Tutti gli utilizzatori di Drupal sapranno che il nostro CMS è già piuttosto ottimizzato rispetto ad altri CMS e quasi-CMS come Joomla, PHPbb, IPB, Wordpress e PHP-nuke. La fondamentale differenza sta nella gestione sorprendentemente semplice dei nodi e della struttura a taxonomy di Drupal. Un solo link per il nodo, /node/5, una pagina per l’autore, deselezionabile, /user/1, una pagina per listare le taxonomy, /taxonomy/term/5, e l’ottima gestione interna degli URL alias.

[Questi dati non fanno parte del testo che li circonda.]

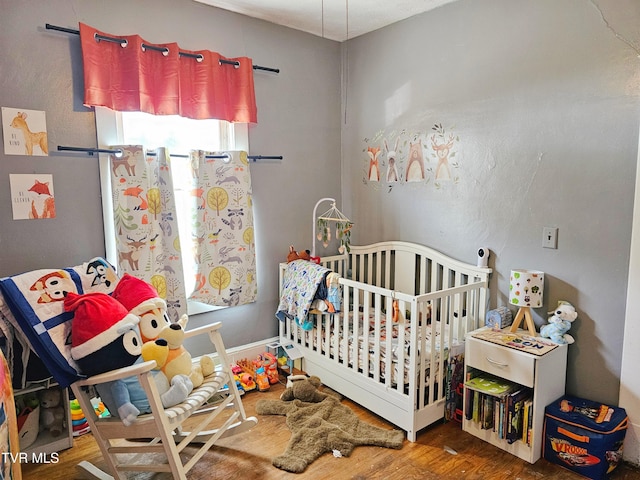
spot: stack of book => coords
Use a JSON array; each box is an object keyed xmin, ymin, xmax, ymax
[{"xmin": 465, "ymin": 372, "xmax": 533, "ymax": 445}]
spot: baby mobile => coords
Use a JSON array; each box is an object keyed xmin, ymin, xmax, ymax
[{"xmin": 311, "ymin": 198, "xmax": 353, "ymax": 257}]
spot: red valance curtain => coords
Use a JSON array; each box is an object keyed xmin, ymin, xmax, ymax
[{"xmin": 80, "ymin": 23, "xmax": 258, "ymax": 123}]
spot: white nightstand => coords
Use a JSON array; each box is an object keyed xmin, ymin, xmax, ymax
[{"xmin": 462, "ymin": 328, "xmax": 568, "ymax": 463}]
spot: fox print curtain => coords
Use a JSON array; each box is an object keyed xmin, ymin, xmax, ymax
[
  {"xmin": 189, "ymin": 150, "xmax": 257, "ymax": 306},
  {"xmin": 110, "ymin": 145, "xmax": 187, "ymax": 321}
]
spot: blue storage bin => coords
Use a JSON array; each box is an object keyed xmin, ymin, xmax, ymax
[{"xmin": 542, "ymin": 395, "xmax": 628, "ymax": 479}]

Partiamo dal “title”: Se notiamo, il nome del sito viene dopo il titolo del nodo, se visitiamo la pagina /node/nid. Questo permette l’ottimizzazione basilare di una pagina, facendo prevalere il contenuto della pagina rispetto a quello dell’intero sito. Inserire quindi nel titolo parole chiave non troppo specifiche, ma che caratterizzino l’intero sito.

Sitemap e robots.txt: Installare il modulo gsitemap, configurandolo a dovere, ed inserendo il codice di verifica html dei webmasters tools. Ricordarsi di inserire l’ultima versione del robots.txt che esclude dallo spidering le pagine inutili delle risposte ai commenti ed ai nodi. Inserire infine nel robots.txt la stringa Sitemap: http://www.dominio.est/gsitemap, se avete il clean URL abilitato, ?q=gsitemap se non l’avete.

La prossima puntata tratterà le views e la taxonomy.